La Casa Blanca no dejó claro cuáles prestaciones serán objeto de esta medida. Las personas que están sin documentos legales en el país suelen no calificar para recibirlas, excepto para atención médica de emergencia. Los niños tienen derecho a una educación pública gratuita desde el jardín de infantes hasta el 12mo grado, independientemente de su estatus migratorio, según un fallo de la Corte Suprema de 1982.
La orden señala que una reforma a la asistencia social de 1996 niega la mayoría de las prestaciones públicas a las personas que están en el país de manera ilegal, pero dice que esa ley ha sido socavada gradualmente.
¿A quiénes afectaría?
La orden ejecutiva podría afectar a las personas que se les concedió el permiso condicional humanitario conocido como “parole” bajo la administración de Joe Biden, al ser consideradas “no ciudadanos que califican”, lo que las hace elegibles para recibir algunas prestaciones con base en sus ingresos, pero sólo después de cinco años. Algunos estados han acortado el período de espera de cinco años.
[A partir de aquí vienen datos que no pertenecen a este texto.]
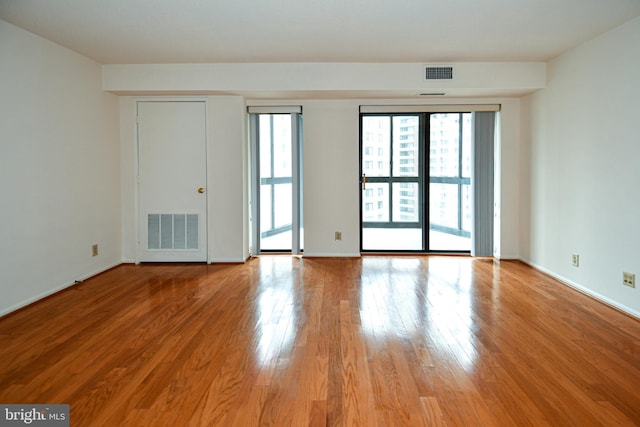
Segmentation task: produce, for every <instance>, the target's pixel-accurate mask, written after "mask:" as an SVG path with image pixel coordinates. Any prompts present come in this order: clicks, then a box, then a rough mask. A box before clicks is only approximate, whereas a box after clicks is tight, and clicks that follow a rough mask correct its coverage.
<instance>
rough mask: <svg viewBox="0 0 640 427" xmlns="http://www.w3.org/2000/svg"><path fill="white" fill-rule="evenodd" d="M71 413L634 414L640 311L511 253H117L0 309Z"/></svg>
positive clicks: (115, 422) (21, 383)
mask: <svg viewBox="0 0 640 427" xmlns="http://www.w3.org/2000/svg"><path fill="white" fill-rule="evenodd" d="M0 402H2V403H69V404H70V405H71V425H72V426H91V425H95V426H156V425H158V426H163V425H167V426H176V427H177V426H183V425H194V426H217V425H220V426H243V427H244V426H252V425H273V426H307V425H310V426H325V425H327V426H358V425H359V426H400V425H411V426H440V425H446V426H472V425H478V426H494V425H495V426H514V425H522V426H544V425H553V426H563V425H567V426H591V425H594V426H596V425H606V426H625V425H640V322H639V321H637V320H636V319H633V318H630V317H628V316H626V315H624V314H622V313H620V312H617V311H615V310H613V309H611V308H609V307H607V306H605V305H603V304H601V303H599V302H596V301H594V300H592V299H591V298H589V297H587V296H585V295H582V294H580V293H578V292H576V291H574V290H572V289H570V288H568V287H566V286H564V285H561V284H559V283H558V282H556V281H554V280H552V279H550V278H549V277H547V276H545V275H543V274H541V273H539V272H537V271H535V270H533V269H531V268H530V267H528V266H526V265H524V264H522V263H519V262H512V261H509V262H505V261H503V262H502V263H500V264H497V263H494V262H493V261H492V260H487V259H472V258H466V257H435V256H432V257H426V256H425V257H409V256H403V257H382V256H375V257H363V258H360V259H358V258H332V259H317V258H303V259H300V258H295V257H288V256H267V257H260V258H254V259H251V260H250V261H248V262H247V263H246V264H243V265H142V266H134V265H122V266H119V267H117V268H115V269H113V270H110V271H108V272H106V273H103V274H101V275H99V276H97V277H94V278H92V279H90V280H87V281H85V282H84V283H81V284H79V285H77V286H75V287H73V288H70V289H68V290H66V291H63V292H61V293H59V294H56V295H54V296H53V297H50V298H48V299H45V300H43V301H40V302H38V303H36V304H33V305H31V306H29V307H27V308H25V309H23V310H20V311H18V312H15V313H13V314H10V315H8V316H6V317H4V318H2V319H0Z"/></svg>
En este grupo estarían las más de 900.000 personas que ingresaron al país a través de una aplicación de citas en línea llamada CBP One utilizada en los cruces fronterizos con México, y más de 500.000 cubanos, haitianos, nicaragüenses y venezolanos que volaron a Estados Unidos bajo el programa de parole humanitario.
La orden ejecutiva también garantiza que los fondos federales no se puedan utilizar para jurisdicciones “santuario” estatales o locales, según la Casa Blanca. Las ciudades santuario impiden que las fuerzas de seguridad locales ayuden a los responsables federales de inmigración civil.
En otra orden, Trump dio instrucciones a los jefes de cada agencia para que revisen todas las regulaciones junto con miembros del Departamento de Eficiencia Gubernamental de Elon Musk. Cualquier regulación que se considere inconsistente con las políticas del Gobierno será rescindida o modificada, decía la orden.